По Хиллкресту поползли слухи о том, что Эндрю нашел себе богатого папика. Никому, кроме ближайших друзей, чего-либо достоверного о Нормане известно не было. Но ярлык содержана к Эндрю приклеился, хотя ему и удавалось разубеждать в этом своих молодых друзей по отдельности. В частности, Том Идс говорит, что Эндрю его всячески убеждал, что живет с Норманом из самых искренних побуждений, желая сделать ему приятное. Ведь, посвятив себя Норману, говорил Эндрю, он тем самым лишает себя шансов на получение наследства от собственных родителей.
За покупками для нового дома Норман и Эндрю отправлялись в Лос-Анджелес, на Мелроуз-авеню, где в дорогих рядах украшений для интерьера был роскошный выбор всевозможных предметов обстановки, ковров, подлинного антиквариата и дорогих высококачественных копий всяческих произведений искусства.
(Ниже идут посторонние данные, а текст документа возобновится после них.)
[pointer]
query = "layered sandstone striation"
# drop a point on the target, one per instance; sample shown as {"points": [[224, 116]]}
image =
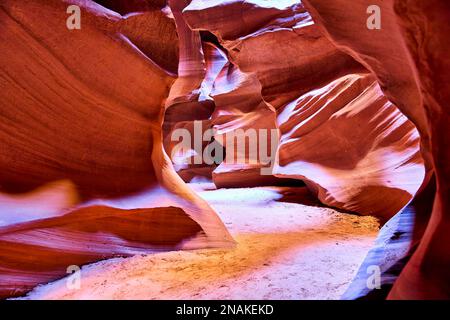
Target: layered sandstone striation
{"points": [[87, 106], [92, 120], [413, 71]]}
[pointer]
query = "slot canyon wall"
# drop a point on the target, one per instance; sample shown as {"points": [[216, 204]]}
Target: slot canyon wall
{"points": [[88, 119]]}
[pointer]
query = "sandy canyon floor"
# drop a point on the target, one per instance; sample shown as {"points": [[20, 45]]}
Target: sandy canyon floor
{"points": [[289, 247]]}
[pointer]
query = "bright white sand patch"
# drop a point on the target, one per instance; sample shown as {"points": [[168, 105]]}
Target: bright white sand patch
{"points": [[285, 251]]}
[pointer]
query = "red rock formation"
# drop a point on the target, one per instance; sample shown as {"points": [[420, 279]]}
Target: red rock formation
{"points": [[377, 161], [352, 147], [413, 71], [87, 107]]}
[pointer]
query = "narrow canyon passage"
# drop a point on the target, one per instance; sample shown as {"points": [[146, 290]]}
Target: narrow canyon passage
{"points": [[224, 149]]}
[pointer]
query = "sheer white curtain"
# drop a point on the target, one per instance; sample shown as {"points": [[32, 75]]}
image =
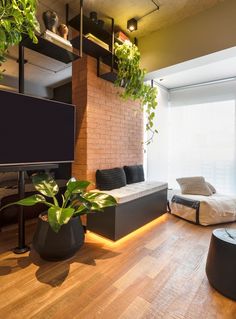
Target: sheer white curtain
{"points": [[202, 143], [197, 136]]}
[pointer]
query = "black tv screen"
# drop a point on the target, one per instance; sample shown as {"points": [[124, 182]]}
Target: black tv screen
{"points": [[34, 130]]}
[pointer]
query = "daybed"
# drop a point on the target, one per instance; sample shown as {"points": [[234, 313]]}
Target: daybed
{"points": [[204, 210], [139, 202]]}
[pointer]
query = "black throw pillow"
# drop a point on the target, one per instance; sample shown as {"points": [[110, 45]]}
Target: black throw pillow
{"points": [[134, 174], [108, 179]]}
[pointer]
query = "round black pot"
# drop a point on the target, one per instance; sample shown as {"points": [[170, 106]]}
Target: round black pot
{"points": [[58, 246]]}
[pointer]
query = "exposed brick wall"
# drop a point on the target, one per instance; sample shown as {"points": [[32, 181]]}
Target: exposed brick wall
{"points": [[109, 129]]}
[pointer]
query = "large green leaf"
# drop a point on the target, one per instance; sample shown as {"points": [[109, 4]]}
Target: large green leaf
{"points": [[58, 216], [28, 201], [31, 200], [45, 184], [74, 186]]}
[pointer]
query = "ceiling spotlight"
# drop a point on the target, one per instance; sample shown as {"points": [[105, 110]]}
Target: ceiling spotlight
{"points": [[132, 25]]}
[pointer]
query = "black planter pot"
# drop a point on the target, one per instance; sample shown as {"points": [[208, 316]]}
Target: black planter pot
{"points": [[58, 246]]}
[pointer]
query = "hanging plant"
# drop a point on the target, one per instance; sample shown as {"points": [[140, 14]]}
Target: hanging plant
{"points": [[131, 77], [17, 17]]}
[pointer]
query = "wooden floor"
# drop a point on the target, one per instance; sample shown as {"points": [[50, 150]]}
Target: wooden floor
{"points": [[156, 272]]}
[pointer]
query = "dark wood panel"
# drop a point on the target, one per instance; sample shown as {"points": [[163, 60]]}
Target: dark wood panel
{"points": [[117, 222]]}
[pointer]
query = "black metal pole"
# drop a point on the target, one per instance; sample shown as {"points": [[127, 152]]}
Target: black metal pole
{"points": [[112, 42], [21, 69], [81, 29], [67, 14], [22, 247]]}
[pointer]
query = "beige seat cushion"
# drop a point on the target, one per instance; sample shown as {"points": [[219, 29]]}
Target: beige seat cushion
{"points": [[194, 185]]}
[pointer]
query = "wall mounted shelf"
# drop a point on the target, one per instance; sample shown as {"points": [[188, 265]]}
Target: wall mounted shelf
{"points": [[51, 50], [95, 50], [90, 27], [90, 47], [109, 76]]}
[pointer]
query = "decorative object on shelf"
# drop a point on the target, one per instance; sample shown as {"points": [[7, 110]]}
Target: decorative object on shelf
{"points": [[50, 20], [16, 20], [57, 39], [96, 40], [122, 36], [131, 77], [63, 31], [101, 23], [93, 16], [59, 231], [132, 25]]}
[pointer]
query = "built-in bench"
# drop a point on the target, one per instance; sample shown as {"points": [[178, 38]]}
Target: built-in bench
{"points": [[138, 204]]}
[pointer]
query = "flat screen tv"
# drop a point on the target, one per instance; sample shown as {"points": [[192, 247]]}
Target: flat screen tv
{"points": [[34, 130]]}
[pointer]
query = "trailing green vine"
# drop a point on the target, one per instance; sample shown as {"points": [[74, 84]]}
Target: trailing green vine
{"points": [[17, 17], [131, 77]]}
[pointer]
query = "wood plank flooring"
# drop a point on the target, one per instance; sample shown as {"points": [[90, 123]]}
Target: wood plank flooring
{"points": [[157, 272]]}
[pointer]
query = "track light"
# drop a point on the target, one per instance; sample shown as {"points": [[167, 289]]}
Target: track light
{"points": [[132, 25]]}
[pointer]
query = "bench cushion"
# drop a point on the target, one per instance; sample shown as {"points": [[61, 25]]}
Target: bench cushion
{"points": [[137, 190], [134, 174], [108, 179]]}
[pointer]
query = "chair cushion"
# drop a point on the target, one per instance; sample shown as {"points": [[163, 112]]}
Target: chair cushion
{"points": [[134, 174], [212, 188], [194, 185], [108, 179]]}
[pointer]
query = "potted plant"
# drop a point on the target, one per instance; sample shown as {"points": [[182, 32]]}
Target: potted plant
{"points": [[59, 232], [17, 18], [131, 77]]}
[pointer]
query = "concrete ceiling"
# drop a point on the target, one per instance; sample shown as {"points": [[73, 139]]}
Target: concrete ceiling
{"points": [[212, 67], [47, 72], [171, 11]]}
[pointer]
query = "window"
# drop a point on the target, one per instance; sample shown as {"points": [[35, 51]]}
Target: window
{"points": [[202, 143]]}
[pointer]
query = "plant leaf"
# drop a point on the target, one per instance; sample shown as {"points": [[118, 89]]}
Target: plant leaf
{"points": [[58, 216], [74, 186], [45, 184]]}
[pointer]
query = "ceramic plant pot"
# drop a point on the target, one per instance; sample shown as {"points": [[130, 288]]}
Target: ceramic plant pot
{"points": [[58, 246]]}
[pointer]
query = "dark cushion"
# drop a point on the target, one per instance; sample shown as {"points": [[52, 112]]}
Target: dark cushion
{"points": [[134, 174], [108, 179]]}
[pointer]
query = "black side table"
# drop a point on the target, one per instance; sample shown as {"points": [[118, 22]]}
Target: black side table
{"points": [[221, 262], [22, 247]]}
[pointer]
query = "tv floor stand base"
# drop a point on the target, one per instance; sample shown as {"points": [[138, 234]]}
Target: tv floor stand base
{"points": [[22, 247]]}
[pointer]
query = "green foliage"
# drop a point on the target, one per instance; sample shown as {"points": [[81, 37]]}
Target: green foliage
{"points": [[75, 201], [17, 17], [131, 77]]}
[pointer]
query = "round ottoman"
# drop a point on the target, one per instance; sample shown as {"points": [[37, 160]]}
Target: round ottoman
{"points": [[221, 262]]}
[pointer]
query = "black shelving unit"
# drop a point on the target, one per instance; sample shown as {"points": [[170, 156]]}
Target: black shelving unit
{"points": [[51, 50], [93, 49], [90, 27]]}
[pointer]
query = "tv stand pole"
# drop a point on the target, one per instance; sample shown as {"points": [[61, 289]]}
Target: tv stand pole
{"points": [[22, 247]]}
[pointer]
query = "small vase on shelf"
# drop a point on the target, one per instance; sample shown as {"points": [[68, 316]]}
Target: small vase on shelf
{"points": [[50, 20]]}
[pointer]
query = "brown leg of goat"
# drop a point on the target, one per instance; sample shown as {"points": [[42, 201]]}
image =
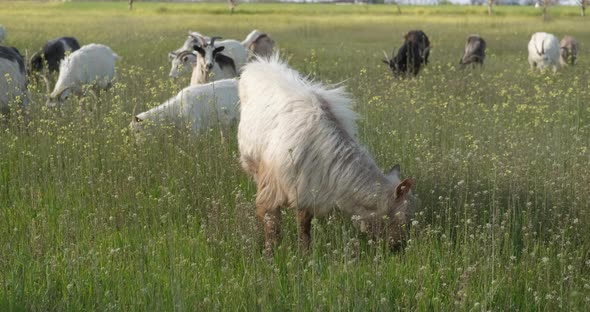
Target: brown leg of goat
{"points": [[270, 217], [304, 220], [398, 231]]}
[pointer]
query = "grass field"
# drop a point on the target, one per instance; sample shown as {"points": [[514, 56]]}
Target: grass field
{"points": [[90, 221]]}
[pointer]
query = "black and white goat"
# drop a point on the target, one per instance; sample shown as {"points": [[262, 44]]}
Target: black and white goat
{"points": [[420, 38], [13, 84], [212, 64], [407, 60], [475, 51], [52, 53], [568, 50]]}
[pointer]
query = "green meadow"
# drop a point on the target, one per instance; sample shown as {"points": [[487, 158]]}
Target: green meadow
{"points": [[90, 220]]}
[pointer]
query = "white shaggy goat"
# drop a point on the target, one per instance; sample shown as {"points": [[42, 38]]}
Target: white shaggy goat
{"points": [[297, 139], [13, 80], [258, 44], [543, 51], [200, 106], [568, 50], [93, 65]]}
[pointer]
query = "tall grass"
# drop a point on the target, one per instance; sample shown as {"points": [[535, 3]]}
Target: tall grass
{"points": [[89, 220]]}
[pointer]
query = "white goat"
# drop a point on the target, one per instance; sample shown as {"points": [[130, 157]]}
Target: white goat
{"points": [[93, 64], [297, 140], [543, 51], [13, 80], [258, 44], [200, 106]]}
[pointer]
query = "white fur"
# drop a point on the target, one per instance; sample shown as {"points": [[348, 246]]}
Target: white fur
{"points": [[12, 84], [258, 44], [544, 51], [92, 64], [298, 139], [202, 106]]}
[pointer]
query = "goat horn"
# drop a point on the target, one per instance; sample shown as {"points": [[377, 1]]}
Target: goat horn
{"points": [[199, 39], [212, 43], [385, 54], [47, 84], [536, 49]]}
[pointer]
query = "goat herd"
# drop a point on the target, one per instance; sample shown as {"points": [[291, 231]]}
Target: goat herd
{"points": [[297, 139]]}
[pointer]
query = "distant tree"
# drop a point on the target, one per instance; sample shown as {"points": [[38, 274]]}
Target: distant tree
{"points": [[399, 9], [490, 5], [582, 4], [232, 5], [546, 4]]}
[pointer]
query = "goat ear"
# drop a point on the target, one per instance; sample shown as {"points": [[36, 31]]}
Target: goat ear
{"points": [[395, 171], [404, 188], [199, 49]]}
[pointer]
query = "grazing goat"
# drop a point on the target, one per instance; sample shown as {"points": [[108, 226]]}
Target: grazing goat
{"points": [[2, 33], [93, 64], [298, 140], [212, 64], [569, 50], [200, 106], [258, 44], [13, 80], [475, 51], [407, 60], [52, 53], [543, 51], [419, 37]]}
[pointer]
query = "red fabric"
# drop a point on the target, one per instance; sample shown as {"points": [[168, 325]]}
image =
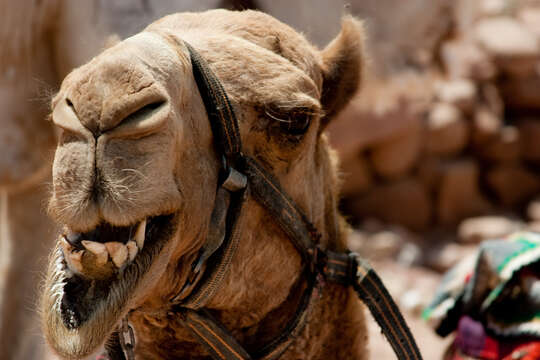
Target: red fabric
{"points": [[528, 351]]}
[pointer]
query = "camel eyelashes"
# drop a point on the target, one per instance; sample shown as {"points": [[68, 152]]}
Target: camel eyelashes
{"points": [[144, 111], [293, 122]]}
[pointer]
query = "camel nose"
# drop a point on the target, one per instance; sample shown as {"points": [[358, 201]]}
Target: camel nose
{"points": [[137, 114]]}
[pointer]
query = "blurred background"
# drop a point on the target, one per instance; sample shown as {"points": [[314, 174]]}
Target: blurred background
{"points": [[439, 151]]}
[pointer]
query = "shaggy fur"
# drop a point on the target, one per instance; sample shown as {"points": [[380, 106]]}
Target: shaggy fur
{"points": [[116, 168]]}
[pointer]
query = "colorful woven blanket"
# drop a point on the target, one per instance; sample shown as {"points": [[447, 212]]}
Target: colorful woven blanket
{"points": [[492, 299]]}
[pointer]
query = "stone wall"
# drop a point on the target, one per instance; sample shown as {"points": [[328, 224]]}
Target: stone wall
{"points": [[455, 136]]}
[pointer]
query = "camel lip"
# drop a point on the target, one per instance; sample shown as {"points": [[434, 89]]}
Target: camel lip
{"points": [[82, 297]]}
Нанятый Норманом профессиональный дизайнер по интерьерам вспоминает, как тот представил ему Эндрю в качестве «друга, хорошо разбирающегося в искусстве и помогающего правильно подбирать предметы обстановки». Эндрю, по его словам, знал массу всего о соотнесении исторических периодов в архитектуре и меблировке, а также крайне хорошо для человека столь молодого разбирался в истории и архитектуре.